Kerutan muncul di dahi Noah. Ada sesuatu yang aneh dalam cara Taeyong berbicara, seolah-olah dia telah lama memperhatikan Jisoo dengan lebih dari sekadar minat biasa. “Apa yang kau maksud dengan ‘kelinciku’ itu?” Noah bertanya lagi, perasaan tidak nyaman semakin merayapi dirinya. Jelas ini bukan hanya soal ketertarikan fisik yang sederhana.

Taeyong berbalik, menatap Noah dengan ekspresi yang sulit diartikan. "Dia menarik," katanya dengan nada rendah, hampir seperti berbicara pada dirinya sendiri. “Kau mungkin belum menyadarinya, tapi aku sudah melihatnya sejak awal. Ada sesuatu dalam dirinya yang membuatku ingin memilikinya. Dan, Noah, dia bukan pelayan.”

Noah menyipitkan mata, semakin tak mengerti arah pembicaraan kakaknya. “Menarik? Bukan pelayan?” ulangnya, mencoba menangkap maksud dari kata-kata aneh Taeyong. "Apa yang kau bicarakan ini terdengar tidak masuk akal. Kau berbicara seolah dia bukan manusia, seolah dia hanya pion dalam permainanmu.”
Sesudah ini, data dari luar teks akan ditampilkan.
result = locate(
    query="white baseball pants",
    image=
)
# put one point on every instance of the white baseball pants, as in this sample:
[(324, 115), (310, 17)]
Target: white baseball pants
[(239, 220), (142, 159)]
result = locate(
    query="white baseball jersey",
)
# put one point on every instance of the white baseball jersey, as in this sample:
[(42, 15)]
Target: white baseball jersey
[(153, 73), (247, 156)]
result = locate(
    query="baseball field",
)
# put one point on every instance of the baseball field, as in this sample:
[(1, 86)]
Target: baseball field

Taeyong mendekat dengan langkah yang mantap, kali ini dengan ekspresi yang lebih serius, tekad terpancar jelas di wajahnya. “Kau benar, Adikku,” gumamnya. “Dia manusia. Tapi terkadang, seseorang yang tampak biasa bisa menjadi sesuatu yang jauh lebih dari yang kita bayangkan. Anggap saja, dia adalah boneka manusiaku yang berharga. Jadi jangan coba-coba menyentuhnya.”

Kata-kata itu membuat Noah merasakan tubuhnya menegang. Ada sesuatu yang salah, sesuatu yang sangat mengganggunya dalam ucapan saudaranya. “Kau mengancamku?” Suaranya dipenuhi ketidakpercayaan. "Kau serius berpikir aku akan menyentuh wanita itu? Ini konyol!"

Taeyong tidak langsung menjawab. Dia hanya menatap Noah dalam keheningan yang mengganggu, sebelum akhirnya mengeluarkan kata-kata yang membuat bulu kuduk Noah berdiri. “Bonekaku ... sesuatu yang hanya aku yang bisa mengendalikannya.”

Sekilas ucapan itu terdengar ringan, namun maknanya jauh lebih dalam dan gelap. Noah merasakan ada sesuatu yang sangat salah dengan pemikiran saudaranya, sesuatu yang melampaui sekadar ketertarikan pribadi. Ada misteri dan ambisi yang tersembunyi di balik kata-katanya. “Kau benar-benar gila,” gumam Noah, suaranya sedikit bergetar, cerminan dari kecemasan yang merayap di benaknya. “Apakah kau bahkan mendengarkan dirimu sendiri?”

Taeyong hanya menyeringai tipis, tanpa merespons lebih jauh. Dia berjalan melewati Noah, meninggalkan pertanyaan dan kekhawatiran adiknya begitu saja, seolah pembicaraan ini tak lagi penting baginya. “Kita lihat saja nanti,” katanya sambil membuka pintu ruang kerja. “Tapi untuk saat ini, biarkan aku yang mengurusnya. Jangan ikut campur.”

Noah tetap diam, tubuhnya membeku di tempat. Dia hanya bisa menyaksikan Taeyong keluar dari ruangan, perasaan tak nyaman menjalari pikirannya. Apa pun yang sedang direncanakan Taeyong, ini jelas bukan masalah kecil. Pikirannya dipenuhi pertanyaan yang tak terjawab, sementara kekhawatirannya tentang apa yang akan terjadi semakin membesar. Sesuatu yang lebih besar sedang bergerak dan Noah tahu, ini tak akan berakhir dengan baik.